Еще раз перебрав все факты, Луи так и не нашел той единственной нити, которая бы соединила маркиза де Фонтрай, Пикара и Дакена. Может, Гастон что-нибудь узнал?
Вдобавок молодой человек все еще находился под обаянием загадочной женщины, с которой его неожиданно свело расследование. В глубине души он был убежден, что прояви он чуть больше обходительности, и Анна Дакен не устояла бы. Интересно, прекрасный дом действительно достался ей от родителей или же благодаря занятию, на мысль о котором наводит ее достаточно откровенный наряд?
Он вспомнил о соблазнительной Марион Делорм.[30] Впрочем, для той соблазнение было профессией.
Луи пообещал себе проверить источники дохода очаровательной вдовушки.
Гастон еще не вернулся, и Луи прождал его больше часа. Когда же, наконец, приятели устроились в кабинете комиссара, тот внимательно выслушал Луи, делая пометки. Когда настала очередь Гастона, Луи сразу понял, что друг собрал больший урожай.
— Я расспросил нескольких женщин, оставшихся в живых после нападения Живодера, но они отвечали сумбурно и не по делу. Но мне удалось определить улицы, где он чаще всего нападает на свои жертвы. Теперь я хочу нарядить два десятка вооруженных до зубов полицейских стражников в женское платье и парами отправить их вечером бродить по этим улицам. Рано или поздно Живодер клюнет на мою приманку.
Луи улыбнулся:
— Не забудь напомнить своей гвардии сбрить усы и бороды, а то они вызовут подозрение… если, конечно, Живодер не отдает предпочтение волосатым женщинам…
Не обратив внимания на насмешку, Гастон продолжал:
— Мой бастильский узник оказался не слишком красноречив, однако он знает, что его ждет: фальшивомонетчиков до сих пар варят живьем в кипятке, а это, согласись, не самая приятная ванна! Хотя, возможно, он действительно ничего не знает. Я поговорил с Лафема, и мы условились, что через пару дней его допросит судья по уголовным делам. Если хочешь, можешь вместе со мной пойти на допрос. Что касается Дакена, этот путь, мне кажется, никуда не приведет, поэтому советую тебе пока оставить его. Ну что могло пробудить интерес Фонтрая к Дакену и его хорошенькой жене?
Помрачнев, Луи ответил:
— Возможно, Дакен обнаружил, что маркиз стал в доме слишком частым гостем…
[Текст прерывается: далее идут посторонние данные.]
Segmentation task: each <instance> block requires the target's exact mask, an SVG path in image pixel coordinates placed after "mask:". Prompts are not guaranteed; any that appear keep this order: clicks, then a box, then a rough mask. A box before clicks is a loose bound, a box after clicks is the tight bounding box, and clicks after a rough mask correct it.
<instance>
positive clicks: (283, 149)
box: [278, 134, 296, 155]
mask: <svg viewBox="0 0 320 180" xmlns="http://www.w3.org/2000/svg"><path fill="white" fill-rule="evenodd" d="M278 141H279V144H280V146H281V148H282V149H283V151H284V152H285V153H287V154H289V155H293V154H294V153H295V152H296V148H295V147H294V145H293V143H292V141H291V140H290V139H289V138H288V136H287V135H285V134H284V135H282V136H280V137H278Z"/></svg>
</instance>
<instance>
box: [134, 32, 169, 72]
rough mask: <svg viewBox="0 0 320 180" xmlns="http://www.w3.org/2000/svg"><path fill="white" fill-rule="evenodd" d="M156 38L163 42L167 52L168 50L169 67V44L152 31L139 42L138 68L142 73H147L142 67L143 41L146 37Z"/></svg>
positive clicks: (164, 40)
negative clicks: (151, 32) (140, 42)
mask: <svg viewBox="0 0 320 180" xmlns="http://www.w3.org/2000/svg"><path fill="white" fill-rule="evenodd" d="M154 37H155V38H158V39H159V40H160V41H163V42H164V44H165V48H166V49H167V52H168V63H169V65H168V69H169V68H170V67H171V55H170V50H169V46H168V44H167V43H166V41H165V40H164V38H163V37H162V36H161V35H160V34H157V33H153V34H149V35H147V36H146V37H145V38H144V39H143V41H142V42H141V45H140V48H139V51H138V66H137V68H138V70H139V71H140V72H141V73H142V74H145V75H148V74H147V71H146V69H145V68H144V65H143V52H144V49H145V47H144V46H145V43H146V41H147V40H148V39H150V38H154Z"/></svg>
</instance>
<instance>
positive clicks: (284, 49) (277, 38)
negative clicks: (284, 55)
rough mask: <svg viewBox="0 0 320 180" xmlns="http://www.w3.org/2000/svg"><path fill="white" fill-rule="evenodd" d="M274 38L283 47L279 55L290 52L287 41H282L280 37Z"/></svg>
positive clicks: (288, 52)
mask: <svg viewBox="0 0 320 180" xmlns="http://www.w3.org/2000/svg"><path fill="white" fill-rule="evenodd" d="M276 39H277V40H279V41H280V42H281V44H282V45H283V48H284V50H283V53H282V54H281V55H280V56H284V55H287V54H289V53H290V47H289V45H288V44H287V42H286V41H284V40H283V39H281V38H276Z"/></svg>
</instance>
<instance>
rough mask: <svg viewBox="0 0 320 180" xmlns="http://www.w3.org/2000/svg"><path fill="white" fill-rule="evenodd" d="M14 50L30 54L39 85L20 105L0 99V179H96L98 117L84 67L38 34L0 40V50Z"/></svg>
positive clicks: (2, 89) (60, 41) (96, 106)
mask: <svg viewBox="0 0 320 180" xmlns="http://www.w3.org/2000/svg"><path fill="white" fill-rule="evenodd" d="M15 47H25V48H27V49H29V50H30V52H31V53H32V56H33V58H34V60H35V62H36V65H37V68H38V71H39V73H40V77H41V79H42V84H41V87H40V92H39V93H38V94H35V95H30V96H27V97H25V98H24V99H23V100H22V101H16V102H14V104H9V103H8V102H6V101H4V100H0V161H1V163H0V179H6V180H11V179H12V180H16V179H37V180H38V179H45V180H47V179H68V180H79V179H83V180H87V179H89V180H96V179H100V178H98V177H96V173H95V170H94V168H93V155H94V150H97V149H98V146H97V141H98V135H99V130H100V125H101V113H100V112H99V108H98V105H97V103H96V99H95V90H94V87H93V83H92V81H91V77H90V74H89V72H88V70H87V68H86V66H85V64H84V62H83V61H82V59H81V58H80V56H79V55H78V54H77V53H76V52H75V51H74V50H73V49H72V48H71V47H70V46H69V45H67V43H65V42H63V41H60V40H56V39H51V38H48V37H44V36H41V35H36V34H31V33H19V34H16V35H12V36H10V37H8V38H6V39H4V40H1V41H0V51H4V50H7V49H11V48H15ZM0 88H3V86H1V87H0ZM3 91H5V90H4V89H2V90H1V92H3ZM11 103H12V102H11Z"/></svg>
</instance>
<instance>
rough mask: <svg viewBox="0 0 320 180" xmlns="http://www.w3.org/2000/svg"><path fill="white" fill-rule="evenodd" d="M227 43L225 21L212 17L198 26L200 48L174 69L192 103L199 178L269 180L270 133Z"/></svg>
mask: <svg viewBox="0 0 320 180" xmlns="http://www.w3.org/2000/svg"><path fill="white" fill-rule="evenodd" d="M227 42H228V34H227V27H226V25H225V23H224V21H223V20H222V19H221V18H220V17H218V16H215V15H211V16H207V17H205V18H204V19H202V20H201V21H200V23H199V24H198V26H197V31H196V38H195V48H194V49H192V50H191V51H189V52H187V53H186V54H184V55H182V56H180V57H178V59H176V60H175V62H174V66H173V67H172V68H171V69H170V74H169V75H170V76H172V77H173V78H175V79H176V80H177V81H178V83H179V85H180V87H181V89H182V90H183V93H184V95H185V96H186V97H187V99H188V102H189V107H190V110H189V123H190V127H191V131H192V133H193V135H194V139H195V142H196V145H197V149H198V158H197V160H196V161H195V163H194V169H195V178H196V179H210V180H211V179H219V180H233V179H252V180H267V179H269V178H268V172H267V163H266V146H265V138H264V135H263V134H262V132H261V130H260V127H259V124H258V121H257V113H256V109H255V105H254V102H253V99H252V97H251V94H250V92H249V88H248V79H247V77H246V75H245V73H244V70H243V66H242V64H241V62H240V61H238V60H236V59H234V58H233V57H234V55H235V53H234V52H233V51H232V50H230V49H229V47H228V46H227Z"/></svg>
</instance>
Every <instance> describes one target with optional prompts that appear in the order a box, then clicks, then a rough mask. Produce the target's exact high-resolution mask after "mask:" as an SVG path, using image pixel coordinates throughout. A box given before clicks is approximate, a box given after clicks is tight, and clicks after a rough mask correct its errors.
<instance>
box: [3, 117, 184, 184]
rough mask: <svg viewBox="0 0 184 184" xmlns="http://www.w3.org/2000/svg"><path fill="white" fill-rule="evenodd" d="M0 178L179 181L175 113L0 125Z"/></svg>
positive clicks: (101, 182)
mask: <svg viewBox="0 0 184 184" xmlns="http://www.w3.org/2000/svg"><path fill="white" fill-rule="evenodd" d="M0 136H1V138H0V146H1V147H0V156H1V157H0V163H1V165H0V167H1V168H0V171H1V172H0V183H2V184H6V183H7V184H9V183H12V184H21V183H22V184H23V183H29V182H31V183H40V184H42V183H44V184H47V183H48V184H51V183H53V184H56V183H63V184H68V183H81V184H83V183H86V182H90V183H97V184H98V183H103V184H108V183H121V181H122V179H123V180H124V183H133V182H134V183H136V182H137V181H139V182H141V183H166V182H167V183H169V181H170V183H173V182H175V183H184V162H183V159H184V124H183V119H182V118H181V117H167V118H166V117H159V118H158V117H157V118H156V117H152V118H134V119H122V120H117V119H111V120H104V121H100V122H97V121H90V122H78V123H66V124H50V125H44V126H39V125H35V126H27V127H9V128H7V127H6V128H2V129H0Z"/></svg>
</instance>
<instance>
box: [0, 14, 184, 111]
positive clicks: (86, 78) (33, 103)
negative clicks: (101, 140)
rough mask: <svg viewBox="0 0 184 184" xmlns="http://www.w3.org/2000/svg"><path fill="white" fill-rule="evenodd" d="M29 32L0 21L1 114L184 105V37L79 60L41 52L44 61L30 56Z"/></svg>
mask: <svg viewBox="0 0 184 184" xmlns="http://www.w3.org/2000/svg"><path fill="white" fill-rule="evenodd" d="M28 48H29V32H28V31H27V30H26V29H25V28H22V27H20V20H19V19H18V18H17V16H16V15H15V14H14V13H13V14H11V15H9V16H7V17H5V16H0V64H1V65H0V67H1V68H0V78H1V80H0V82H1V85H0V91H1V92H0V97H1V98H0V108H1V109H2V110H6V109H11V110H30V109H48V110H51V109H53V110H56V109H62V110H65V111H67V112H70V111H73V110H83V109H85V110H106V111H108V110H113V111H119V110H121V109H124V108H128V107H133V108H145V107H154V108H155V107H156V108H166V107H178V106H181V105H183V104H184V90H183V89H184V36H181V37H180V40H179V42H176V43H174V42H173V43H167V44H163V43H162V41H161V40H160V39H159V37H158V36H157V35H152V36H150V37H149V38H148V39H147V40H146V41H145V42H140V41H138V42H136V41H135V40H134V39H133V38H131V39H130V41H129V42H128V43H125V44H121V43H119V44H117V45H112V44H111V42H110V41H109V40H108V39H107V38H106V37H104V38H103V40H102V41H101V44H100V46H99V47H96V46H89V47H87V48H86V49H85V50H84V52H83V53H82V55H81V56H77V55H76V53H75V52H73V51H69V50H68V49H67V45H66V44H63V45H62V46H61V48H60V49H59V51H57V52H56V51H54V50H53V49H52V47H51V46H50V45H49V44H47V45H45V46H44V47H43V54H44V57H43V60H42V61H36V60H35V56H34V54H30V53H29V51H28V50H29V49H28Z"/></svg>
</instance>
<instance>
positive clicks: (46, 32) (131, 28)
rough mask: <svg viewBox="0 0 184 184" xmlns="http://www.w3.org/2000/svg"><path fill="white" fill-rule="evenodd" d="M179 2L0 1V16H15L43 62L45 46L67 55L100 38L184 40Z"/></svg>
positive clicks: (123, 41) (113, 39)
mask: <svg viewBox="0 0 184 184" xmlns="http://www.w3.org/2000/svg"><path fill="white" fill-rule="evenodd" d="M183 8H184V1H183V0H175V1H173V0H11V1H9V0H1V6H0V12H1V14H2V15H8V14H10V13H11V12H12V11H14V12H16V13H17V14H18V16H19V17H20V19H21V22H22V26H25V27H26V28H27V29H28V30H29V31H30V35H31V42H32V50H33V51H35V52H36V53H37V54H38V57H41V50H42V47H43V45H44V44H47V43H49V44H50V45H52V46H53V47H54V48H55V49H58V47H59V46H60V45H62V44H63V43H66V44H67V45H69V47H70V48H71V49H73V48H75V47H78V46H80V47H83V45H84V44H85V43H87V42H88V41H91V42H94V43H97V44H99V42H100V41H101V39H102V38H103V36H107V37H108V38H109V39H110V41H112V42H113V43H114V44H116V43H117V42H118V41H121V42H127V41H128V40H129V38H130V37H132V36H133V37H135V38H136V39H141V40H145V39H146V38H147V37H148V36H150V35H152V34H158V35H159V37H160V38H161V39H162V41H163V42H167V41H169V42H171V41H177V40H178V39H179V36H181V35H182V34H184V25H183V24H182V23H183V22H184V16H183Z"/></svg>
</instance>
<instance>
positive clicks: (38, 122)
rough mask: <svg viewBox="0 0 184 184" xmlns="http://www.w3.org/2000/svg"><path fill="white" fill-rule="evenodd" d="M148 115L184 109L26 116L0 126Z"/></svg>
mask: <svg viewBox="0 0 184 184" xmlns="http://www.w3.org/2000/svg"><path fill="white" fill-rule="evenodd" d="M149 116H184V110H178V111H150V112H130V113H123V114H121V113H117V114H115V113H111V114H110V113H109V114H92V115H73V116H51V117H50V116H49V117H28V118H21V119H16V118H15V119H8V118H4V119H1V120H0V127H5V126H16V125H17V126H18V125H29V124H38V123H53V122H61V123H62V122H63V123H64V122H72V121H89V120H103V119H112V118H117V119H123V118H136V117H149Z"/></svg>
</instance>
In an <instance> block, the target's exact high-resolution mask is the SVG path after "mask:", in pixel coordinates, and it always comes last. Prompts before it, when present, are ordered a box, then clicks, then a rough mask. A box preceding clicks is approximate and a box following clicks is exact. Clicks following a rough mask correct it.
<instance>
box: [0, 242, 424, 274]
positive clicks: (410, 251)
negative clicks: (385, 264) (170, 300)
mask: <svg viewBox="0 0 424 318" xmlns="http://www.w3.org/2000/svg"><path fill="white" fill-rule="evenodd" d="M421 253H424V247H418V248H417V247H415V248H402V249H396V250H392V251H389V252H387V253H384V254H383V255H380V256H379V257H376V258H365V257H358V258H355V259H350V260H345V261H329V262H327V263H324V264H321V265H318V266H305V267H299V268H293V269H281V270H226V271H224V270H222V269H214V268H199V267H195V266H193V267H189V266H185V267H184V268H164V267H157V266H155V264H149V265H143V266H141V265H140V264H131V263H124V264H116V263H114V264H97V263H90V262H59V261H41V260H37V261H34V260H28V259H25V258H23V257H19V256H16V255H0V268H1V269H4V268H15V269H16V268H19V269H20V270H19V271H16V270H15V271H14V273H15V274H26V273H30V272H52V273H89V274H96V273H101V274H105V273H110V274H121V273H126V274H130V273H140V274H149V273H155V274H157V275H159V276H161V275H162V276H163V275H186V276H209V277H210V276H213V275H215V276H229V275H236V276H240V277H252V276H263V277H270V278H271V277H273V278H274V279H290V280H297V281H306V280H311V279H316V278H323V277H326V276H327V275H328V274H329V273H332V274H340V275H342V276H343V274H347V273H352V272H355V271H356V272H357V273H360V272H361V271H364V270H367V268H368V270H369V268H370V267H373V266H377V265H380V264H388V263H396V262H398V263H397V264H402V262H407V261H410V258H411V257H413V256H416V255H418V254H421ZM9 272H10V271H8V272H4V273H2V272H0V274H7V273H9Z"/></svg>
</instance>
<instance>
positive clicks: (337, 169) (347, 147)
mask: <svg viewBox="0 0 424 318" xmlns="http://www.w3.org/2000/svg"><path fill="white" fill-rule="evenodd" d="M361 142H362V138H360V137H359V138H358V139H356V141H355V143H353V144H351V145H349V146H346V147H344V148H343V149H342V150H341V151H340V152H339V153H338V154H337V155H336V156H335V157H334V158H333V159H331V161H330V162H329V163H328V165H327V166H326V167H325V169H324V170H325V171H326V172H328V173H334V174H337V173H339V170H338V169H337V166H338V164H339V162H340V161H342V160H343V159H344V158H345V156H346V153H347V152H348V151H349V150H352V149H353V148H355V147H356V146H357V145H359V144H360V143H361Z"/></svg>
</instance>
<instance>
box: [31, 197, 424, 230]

— Ты так считаешь? Чудовище Фонтрай — и такая красавица, какой ты ее расписал? Нет, ерунда! — воскликнул Гастон.
Луи пожал плечами. Его предположение и правда не слишком убедительно. Если только госпожа Дакен не жила за счет своих прелестей. Но тогда муж ее тем более возмущался зря…
Друзья договорились встретиться в среду. До тех пор Луи решил приналечь на работу, скопившуюся в конторе.